Friends, younger folks are leaving the church in droves for many reasons, chief among them because they see the church, US, as folks who talk and say nice, fancy words about Christ, about his love and grace and forgiveness, but do nothing to mirror his actions through our own. As many friends as I have in the church, I have many others who won’t darken the doors of a sanctuary because they have been left behind, hurt, crushed by condemning words said, by judgmental things done to them by folks who call themselves followers of Christ. This is how we defile. This has to change.

It’s no accident that there are so many stories about tables and food and parties and dinners in our Biblical story. It’s no accident that the table, Christ’s table, sits before us every time we worship together. Food is part of our story together, part of Christ’s story with us. As we look at the table every time we worship, we are reminded that the invitation to the table is always given to us by Christ. We are reminded, every time we gather together, that Christ gave his life for us and was resurrected for us to offer grace and forgiveness and new life for us all. This table is a sacrament for us—the word sacrament comes from the Latin, “sacramentum,” meaning that we are consecrated through this sacrament, meaning that we are hallowed, that we are made holy through what is celebrated and remembered at this table. And because we are consecrated, because we are made holy through Christ’s grace and forgiveness, we are called and commanded to show that holiness in the world, even through, even in spit of everything that defiles it.

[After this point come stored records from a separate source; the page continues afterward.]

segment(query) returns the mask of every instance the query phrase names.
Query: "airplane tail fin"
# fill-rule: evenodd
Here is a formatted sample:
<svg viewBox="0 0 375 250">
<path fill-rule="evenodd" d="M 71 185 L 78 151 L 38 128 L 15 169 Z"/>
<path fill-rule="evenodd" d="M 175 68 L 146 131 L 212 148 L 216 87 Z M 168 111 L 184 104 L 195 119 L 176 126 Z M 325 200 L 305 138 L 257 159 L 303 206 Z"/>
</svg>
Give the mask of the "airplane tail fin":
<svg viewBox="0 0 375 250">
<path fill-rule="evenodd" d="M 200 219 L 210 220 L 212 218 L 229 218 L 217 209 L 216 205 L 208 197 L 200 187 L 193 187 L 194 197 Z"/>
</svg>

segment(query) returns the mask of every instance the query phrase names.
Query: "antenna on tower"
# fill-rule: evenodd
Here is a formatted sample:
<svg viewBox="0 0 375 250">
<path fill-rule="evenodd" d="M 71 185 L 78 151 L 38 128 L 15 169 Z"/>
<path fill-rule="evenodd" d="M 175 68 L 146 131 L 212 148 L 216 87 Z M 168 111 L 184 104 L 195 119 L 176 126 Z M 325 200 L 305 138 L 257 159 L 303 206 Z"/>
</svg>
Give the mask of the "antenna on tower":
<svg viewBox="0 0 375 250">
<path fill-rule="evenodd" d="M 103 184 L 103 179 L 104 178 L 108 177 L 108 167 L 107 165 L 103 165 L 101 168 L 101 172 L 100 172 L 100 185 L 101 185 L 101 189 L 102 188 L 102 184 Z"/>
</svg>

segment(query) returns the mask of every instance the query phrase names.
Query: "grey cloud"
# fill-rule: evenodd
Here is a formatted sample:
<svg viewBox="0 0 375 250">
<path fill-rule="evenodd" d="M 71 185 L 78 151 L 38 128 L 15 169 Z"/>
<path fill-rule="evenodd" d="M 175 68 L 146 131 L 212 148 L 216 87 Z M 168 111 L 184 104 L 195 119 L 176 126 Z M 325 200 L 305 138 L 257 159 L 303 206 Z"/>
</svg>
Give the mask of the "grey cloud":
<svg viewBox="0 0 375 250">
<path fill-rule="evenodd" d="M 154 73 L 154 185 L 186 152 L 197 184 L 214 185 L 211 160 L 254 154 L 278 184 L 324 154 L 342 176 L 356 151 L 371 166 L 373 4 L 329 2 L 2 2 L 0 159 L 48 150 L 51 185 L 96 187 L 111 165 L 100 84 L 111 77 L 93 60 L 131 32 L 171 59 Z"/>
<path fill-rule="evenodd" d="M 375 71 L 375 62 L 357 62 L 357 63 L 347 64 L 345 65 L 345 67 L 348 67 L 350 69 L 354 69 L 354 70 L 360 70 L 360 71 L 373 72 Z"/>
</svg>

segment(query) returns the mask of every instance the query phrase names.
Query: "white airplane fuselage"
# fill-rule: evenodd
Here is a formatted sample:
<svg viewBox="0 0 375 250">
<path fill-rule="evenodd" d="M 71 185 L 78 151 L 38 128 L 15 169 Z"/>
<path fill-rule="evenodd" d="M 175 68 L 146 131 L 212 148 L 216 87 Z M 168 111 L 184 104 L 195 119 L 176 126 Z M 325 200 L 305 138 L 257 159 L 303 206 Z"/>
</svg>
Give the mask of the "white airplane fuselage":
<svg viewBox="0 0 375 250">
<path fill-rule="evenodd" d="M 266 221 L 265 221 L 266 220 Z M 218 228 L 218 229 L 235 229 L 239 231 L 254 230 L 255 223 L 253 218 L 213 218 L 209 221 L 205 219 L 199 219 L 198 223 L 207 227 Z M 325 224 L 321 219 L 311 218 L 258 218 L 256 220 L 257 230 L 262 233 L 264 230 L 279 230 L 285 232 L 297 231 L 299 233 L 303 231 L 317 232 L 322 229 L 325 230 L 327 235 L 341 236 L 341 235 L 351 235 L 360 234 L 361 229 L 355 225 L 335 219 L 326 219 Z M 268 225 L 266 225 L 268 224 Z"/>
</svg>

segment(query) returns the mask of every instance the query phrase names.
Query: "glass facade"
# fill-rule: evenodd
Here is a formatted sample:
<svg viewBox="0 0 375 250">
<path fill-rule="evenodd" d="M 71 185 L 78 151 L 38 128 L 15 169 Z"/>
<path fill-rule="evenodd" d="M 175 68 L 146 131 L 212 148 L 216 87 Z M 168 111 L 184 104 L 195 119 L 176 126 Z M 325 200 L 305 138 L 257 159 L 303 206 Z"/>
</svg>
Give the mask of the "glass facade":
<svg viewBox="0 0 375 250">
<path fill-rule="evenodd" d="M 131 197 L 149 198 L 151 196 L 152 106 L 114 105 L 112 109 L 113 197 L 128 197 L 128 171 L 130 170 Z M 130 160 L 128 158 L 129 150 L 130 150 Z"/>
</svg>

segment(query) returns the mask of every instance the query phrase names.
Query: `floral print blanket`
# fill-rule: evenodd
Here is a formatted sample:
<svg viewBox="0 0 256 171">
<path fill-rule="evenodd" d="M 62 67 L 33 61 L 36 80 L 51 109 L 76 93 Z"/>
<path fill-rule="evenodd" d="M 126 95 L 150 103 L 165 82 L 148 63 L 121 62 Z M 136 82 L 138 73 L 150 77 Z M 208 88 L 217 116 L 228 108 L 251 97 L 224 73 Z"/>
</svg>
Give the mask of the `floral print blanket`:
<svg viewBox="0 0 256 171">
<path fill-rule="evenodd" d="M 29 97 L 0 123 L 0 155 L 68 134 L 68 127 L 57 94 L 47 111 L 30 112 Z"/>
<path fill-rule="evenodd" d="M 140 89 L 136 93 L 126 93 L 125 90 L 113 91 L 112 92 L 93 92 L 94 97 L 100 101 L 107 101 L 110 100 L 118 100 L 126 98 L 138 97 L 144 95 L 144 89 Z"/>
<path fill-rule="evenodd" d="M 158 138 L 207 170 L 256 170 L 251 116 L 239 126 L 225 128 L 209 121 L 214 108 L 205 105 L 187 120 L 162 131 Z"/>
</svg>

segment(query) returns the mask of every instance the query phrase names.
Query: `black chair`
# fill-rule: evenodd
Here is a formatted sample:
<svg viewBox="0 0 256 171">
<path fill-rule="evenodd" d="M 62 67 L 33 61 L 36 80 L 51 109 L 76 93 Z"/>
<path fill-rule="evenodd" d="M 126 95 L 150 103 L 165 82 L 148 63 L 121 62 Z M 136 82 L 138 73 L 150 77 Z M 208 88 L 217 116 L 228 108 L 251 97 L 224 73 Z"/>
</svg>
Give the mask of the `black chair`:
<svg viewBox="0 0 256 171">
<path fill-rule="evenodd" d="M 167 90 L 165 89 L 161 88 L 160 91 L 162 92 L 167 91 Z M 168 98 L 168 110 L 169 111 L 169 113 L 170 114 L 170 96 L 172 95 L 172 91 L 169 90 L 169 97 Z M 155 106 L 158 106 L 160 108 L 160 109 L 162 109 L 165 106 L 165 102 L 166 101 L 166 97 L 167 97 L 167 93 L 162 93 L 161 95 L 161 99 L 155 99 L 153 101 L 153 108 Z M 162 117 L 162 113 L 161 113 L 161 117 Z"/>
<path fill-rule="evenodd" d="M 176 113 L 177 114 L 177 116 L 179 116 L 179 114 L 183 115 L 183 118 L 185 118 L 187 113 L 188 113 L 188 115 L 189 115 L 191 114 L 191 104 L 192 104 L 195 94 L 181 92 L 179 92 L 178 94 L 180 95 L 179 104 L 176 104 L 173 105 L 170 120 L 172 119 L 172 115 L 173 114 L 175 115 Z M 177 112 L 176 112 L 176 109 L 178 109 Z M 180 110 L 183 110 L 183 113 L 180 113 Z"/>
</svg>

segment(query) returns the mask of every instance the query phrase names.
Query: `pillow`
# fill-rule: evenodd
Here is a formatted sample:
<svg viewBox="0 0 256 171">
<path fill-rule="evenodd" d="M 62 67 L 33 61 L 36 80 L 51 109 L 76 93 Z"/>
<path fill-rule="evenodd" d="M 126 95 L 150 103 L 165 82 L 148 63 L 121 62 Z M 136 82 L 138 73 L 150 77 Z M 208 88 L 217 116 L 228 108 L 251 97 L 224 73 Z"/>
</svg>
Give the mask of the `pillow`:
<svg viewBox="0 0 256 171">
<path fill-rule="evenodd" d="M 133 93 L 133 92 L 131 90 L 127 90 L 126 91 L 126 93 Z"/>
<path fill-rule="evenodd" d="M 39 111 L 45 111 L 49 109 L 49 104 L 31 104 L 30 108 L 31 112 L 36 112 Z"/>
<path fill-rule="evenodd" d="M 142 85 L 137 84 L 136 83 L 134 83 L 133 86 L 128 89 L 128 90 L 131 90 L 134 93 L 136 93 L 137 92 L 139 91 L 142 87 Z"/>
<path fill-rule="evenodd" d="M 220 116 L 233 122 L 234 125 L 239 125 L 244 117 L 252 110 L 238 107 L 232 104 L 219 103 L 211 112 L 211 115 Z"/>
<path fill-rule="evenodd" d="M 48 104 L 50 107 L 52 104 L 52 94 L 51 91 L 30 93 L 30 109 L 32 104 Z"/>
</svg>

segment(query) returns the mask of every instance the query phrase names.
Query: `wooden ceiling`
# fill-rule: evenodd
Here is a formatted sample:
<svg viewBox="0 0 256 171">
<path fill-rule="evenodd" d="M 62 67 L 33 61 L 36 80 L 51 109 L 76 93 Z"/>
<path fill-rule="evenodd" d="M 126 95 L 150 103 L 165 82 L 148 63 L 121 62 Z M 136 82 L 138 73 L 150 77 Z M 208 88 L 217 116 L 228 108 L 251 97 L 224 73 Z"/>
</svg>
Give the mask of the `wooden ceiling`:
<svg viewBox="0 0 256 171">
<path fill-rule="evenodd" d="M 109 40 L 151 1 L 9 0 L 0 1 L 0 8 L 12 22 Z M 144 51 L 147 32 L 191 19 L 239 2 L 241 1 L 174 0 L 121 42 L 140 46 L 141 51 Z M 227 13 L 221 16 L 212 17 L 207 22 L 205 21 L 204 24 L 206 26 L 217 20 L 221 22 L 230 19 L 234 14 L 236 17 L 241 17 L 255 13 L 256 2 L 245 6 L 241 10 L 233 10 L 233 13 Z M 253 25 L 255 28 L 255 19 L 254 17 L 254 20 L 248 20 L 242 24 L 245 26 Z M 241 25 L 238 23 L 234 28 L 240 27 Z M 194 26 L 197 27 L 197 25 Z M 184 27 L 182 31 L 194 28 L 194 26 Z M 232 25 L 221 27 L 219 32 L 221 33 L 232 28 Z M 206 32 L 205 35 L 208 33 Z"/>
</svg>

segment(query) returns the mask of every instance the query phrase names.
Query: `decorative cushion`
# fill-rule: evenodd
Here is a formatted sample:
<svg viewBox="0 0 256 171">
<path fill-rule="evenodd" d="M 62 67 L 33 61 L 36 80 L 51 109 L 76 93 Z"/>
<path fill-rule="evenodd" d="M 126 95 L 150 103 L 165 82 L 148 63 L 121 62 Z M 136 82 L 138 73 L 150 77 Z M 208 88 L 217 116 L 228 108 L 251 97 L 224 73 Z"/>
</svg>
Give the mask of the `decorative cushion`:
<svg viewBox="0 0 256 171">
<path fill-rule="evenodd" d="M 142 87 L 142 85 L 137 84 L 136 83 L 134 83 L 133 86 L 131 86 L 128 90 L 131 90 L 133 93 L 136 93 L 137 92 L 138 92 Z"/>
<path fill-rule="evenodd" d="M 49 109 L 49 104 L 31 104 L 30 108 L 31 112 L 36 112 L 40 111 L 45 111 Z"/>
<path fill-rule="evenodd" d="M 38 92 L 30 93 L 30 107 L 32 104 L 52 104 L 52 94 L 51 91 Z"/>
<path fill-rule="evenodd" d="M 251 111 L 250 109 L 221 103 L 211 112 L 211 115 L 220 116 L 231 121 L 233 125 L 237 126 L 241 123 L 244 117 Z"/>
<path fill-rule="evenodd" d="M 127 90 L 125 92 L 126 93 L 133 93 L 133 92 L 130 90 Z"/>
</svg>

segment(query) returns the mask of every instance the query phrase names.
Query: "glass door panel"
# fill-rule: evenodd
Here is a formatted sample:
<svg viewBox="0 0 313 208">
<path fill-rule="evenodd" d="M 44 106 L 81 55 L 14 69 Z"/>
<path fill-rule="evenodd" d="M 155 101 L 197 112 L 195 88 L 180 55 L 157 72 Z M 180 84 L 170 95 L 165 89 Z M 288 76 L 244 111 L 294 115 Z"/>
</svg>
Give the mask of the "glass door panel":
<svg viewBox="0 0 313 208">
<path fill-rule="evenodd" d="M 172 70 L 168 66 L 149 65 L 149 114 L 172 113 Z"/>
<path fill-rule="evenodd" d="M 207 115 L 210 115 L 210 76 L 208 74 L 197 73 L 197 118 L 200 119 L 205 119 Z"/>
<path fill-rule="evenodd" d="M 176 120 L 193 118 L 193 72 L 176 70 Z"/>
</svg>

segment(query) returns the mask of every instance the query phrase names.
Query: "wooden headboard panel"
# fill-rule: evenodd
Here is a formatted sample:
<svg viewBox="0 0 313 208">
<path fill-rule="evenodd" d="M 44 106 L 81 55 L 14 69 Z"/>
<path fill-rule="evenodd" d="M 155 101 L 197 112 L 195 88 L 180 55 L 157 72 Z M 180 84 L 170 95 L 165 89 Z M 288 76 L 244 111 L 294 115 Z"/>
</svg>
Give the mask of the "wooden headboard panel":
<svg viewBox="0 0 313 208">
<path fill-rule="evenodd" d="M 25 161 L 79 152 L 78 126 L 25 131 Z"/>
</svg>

I’ve spent the last week reading a book called Searching for Sunday by Rachel Held Evans. Rachel grew up in Alabama and Tennessee, spending her teenage years in the town where the Scopes monkey (evolution) trial was held. She describes her church as very evangelical, very legalistic and rigid, known more for what it was against than what it was for. I can imagine the Pharisees might’ve loved a church like that. Although she was very dedicated to her church (and they to her), and although her faith is a vital part of her soul, she eventually left the church because of its fight against women’s ordination and gay rights.  She is still working through her faith journey, thinking and writing and blogging about faith. Although she often shares her frustrations about the church and the ways its members can defile, she also shares the joy of the table:

This is the purpose of the sacraments, of the church—to help us see, to point to the bread and wine, the orchids and the food pantries, the post-funeral potlucks and the post-communion dance parties (maybe she’s not talking about Presbyterians per se), and say: pay attention, this stuff matters; these things are holy…At its best, the church administers the sacraments by feeding, healing, forgiving, comforting, and welcoming home the people God loves. At its worst, the church withholds the sacraments in an attempt to lock God in a theology, a list of rules, a doctrinal statement, a building. But our God is in the business of transforming ordinary things into holy things, scraps of food into feasts and empty purification vessels into fountains of fine wine. This God knows his way around the world, so there’s no need to fear, no need to withhold, no need to stake a claim. There’s always enough—just taste and see. There’s always and ever enough.

I love her words here. Our God is indeed in the business of transforming ordinary things into holy things, of transforming us into holy things. And because God is in the business of transforming us, we are called to go out and be God’s people in the world. Instead of defiling our neighbors and our world, we are created and forgiven and made holy so that may transform them. There’s always and ever enough. Thanks be to God.